3. Instructions for use

Please begin by loading the code onto your IDE of choice.

To utilize this program, please install BeautifulSoup4 through the following command. If pip installer is not availible to you, please follow pip installation instructions through this link: https://pip.pypa.io/en/stable/installation/

pip install beautifulsoup4

After installing BeautifulSoup4, you can now open demo_recipe.py and run the python file. From here, you will be promted to enter a URL. Given that this program is designed specificly for www.gimmesomeoven.com, please be sure to input any recipe link under stated domain.

Copy the url and right click it to the python terminal to paste it.

You will then be provided with a text output of the complete recipe along with any notes at the end.

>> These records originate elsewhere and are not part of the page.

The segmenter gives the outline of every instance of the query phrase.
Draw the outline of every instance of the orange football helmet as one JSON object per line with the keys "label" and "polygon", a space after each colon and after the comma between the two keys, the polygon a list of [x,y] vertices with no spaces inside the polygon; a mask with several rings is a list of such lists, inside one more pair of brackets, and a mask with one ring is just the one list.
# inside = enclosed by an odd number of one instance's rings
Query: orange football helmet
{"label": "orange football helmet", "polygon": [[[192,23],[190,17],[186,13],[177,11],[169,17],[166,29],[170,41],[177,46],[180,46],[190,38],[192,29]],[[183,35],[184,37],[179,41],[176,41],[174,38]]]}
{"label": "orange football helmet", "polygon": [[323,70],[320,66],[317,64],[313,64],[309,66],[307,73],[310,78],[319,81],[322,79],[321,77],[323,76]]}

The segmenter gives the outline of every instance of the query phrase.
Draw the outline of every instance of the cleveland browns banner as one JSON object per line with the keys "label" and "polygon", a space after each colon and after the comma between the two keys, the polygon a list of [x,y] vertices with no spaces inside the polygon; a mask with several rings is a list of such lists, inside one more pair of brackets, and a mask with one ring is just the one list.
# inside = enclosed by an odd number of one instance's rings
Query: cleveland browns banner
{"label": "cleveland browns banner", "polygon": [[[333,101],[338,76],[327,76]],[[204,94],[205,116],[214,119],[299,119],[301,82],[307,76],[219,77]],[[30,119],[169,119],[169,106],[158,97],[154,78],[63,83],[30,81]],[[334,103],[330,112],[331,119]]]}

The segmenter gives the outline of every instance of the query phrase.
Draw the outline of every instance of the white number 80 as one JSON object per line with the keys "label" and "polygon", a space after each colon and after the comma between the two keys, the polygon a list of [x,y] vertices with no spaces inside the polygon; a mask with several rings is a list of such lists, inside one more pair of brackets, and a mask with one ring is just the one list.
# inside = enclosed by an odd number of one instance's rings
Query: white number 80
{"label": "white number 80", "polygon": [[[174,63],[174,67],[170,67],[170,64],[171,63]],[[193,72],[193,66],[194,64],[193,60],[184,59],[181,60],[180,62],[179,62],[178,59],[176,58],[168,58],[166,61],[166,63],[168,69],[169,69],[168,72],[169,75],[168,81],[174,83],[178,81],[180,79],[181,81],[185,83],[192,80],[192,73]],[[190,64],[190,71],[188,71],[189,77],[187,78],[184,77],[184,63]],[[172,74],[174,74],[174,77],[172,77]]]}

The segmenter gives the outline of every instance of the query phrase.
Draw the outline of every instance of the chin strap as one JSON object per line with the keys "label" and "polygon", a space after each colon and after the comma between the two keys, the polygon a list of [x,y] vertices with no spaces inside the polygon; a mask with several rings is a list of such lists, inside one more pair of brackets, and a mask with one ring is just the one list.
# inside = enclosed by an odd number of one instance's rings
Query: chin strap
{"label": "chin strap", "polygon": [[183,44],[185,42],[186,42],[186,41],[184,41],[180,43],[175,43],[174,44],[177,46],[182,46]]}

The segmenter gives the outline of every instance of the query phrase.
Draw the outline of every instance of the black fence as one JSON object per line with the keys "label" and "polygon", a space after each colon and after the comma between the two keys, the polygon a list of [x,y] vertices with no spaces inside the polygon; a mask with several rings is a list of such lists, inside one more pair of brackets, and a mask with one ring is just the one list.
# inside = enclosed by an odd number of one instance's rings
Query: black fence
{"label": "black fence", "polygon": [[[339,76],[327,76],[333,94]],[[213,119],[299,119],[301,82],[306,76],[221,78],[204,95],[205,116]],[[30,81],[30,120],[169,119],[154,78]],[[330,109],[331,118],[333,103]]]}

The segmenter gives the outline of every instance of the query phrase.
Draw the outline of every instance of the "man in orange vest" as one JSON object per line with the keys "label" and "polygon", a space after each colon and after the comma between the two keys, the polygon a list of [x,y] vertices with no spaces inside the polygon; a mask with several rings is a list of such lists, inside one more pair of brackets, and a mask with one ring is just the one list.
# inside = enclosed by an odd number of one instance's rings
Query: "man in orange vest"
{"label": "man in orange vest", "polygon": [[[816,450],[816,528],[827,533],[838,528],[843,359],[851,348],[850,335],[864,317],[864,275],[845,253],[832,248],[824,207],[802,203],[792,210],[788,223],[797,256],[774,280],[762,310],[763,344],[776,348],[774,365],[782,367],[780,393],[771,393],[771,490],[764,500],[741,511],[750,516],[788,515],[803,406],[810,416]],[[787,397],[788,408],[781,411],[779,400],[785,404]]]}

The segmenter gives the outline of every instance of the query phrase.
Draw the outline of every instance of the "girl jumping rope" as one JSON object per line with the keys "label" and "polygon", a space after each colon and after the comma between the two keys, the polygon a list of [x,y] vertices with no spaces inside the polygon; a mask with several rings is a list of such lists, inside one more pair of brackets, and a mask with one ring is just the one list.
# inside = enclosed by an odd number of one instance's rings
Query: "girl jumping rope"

The program resolve at once this output goes through.

Enjoy!

4. Sugested future directions

Users can sometimes input a problematic URL outside of the inent of this program. The url_input() can be made more robust by accounting for these error cases.

Users might want to have different units than what is provided on the site. A new feature could involve a more granular parsing of IngredientText through the Pint API. Implementing this tool can become complex since different recipes could contain more than one amount and unit on each ingredient line.

Support for ingredient substitution could involve pulling a webpage under the domain which could then replace strings of Recipe,IngredientText, Instruction, and Notes.